Nous eûmes connu des aurores et des aubes assourdissantes, fenêtres et volets clos, tant les passereaux, les merles, les grives, les pic-verts, fauvettes  et mésanges abondaient en chantant à tue-tête. Les rouges-gorges sautillaient, si familiers, tout en suivant de très près nos coupes de bois secs dans la forêt. Moments précieux, complicité  délicatement suggérée qui rassérènent et balaie le chagrin, la solitude, l'absence, le manque.

Nous eûmes vécu ici-même le paradis des oiseaux, si cher à Axel Munthe. Véritables conférences des oiseaux  que nous rapportent les grands poètes Soufis avec tant de solennité et de vérité ! 

Nos anciens nous en conterait  sans doute davantage. Ils vécurent une époque d'échanges et de partages respectueuse des choses essentielles, se défendant  de tout prélèvement inopportun, inutile, préjudiciable à l'équilibre du  cadre de vie et de ce  milieu  fragile qui leur assurait l'au-delà de la  subsistance !

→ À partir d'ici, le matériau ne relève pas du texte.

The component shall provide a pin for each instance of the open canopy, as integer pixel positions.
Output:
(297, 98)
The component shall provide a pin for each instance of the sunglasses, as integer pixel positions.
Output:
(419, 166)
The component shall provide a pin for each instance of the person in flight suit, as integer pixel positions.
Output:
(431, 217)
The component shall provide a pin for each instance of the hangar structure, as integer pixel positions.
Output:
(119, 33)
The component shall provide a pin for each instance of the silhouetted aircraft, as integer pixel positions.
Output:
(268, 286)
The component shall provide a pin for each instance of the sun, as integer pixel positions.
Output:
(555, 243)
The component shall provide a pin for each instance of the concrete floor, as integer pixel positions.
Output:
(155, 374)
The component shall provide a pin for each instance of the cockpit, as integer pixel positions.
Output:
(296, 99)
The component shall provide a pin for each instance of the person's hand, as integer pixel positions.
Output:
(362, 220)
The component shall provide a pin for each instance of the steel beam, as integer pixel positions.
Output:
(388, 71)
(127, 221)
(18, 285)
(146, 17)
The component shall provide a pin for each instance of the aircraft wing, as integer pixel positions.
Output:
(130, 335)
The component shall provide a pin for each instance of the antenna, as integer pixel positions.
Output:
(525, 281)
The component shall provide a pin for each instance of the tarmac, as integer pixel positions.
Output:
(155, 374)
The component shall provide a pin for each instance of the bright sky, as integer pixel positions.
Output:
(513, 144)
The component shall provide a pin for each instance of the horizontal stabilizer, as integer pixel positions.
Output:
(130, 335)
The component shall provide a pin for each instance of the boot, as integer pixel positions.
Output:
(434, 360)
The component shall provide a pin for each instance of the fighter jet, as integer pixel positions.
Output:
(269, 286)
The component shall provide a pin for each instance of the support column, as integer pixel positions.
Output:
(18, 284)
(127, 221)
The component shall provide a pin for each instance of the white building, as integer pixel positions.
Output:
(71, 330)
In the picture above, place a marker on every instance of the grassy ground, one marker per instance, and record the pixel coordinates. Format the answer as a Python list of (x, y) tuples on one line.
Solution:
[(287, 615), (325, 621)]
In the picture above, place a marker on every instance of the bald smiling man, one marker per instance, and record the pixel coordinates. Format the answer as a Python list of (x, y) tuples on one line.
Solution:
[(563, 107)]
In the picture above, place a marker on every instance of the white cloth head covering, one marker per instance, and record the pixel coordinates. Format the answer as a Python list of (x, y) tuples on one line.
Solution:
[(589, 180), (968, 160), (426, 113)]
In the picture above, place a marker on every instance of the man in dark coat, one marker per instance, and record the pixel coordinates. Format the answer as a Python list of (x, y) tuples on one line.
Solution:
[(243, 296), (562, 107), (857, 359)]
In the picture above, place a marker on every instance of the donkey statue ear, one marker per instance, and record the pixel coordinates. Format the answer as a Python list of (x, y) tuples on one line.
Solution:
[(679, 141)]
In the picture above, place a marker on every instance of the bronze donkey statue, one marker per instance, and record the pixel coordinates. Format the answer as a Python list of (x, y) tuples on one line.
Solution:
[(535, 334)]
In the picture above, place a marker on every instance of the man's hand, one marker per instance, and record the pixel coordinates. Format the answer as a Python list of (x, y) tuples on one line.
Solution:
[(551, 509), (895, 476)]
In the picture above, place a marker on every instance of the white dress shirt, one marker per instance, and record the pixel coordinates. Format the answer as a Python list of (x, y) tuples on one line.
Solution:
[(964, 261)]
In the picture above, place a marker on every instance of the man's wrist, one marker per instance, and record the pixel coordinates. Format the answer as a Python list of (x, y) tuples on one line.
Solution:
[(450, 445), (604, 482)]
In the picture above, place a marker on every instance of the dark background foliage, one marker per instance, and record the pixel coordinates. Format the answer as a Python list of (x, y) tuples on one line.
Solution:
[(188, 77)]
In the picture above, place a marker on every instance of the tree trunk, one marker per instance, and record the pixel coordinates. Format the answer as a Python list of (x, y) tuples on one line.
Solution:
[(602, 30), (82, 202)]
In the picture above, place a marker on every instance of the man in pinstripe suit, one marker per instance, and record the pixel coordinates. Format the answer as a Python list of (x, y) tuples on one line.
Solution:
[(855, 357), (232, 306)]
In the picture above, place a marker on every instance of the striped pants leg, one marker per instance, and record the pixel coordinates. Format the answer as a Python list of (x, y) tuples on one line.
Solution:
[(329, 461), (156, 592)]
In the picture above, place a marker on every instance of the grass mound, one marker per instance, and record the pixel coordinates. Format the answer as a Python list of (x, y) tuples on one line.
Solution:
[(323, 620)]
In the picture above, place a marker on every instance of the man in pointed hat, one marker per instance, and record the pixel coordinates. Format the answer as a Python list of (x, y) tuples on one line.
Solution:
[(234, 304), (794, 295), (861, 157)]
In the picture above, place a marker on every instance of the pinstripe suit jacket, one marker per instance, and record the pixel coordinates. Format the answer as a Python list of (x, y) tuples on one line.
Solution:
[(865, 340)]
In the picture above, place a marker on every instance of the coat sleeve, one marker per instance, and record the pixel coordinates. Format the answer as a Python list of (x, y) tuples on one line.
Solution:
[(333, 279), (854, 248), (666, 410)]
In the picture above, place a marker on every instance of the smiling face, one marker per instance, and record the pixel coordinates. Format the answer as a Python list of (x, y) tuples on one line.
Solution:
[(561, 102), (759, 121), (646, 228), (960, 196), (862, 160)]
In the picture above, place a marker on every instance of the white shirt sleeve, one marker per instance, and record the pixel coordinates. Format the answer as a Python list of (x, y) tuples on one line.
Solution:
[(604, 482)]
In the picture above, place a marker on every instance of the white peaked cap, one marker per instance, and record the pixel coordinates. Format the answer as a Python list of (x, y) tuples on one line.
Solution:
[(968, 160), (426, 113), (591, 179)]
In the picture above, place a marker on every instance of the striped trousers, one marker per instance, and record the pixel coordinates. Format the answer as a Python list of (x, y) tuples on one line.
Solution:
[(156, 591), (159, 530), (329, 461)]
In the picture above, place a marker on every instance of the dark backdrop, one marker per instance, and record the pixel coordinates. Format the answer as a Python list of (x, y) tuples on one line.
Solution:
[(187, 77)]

Et demeurent telles  des traces, des empreintes sursitaires, quelques trilles égarés dont on aurait souhaité qu'ils se répondent vraiment, pour toujours, renouant ainsi avec le grand pacte, le chant général de la nature ... Il n'en est hélas !  plus ainsi...

Il  parcourait la  campagne exsangue, aux pieds des montagnes éventrées par les machines cupides  et voraces. Blessures béantes infligées à la terre-mère.

Ses pas survolent les fourmilières innombrables, trébuchent  sous les arbres défoliés  que les marées de chenilles dénudent.

Le soleil darde des rayons inconnus, mordants. L'orage diluvien menace, gronde, ne nous quitte plus. Je suis  vraiment trop seul pour suivre le chemin et la transhumance.

Il n'est plus de chants de joie, de sonnailles, de nuages de poussières s'élevant vers les cieux  à l'unisson de la délivrance des hauts plateaux et des estives étoilées.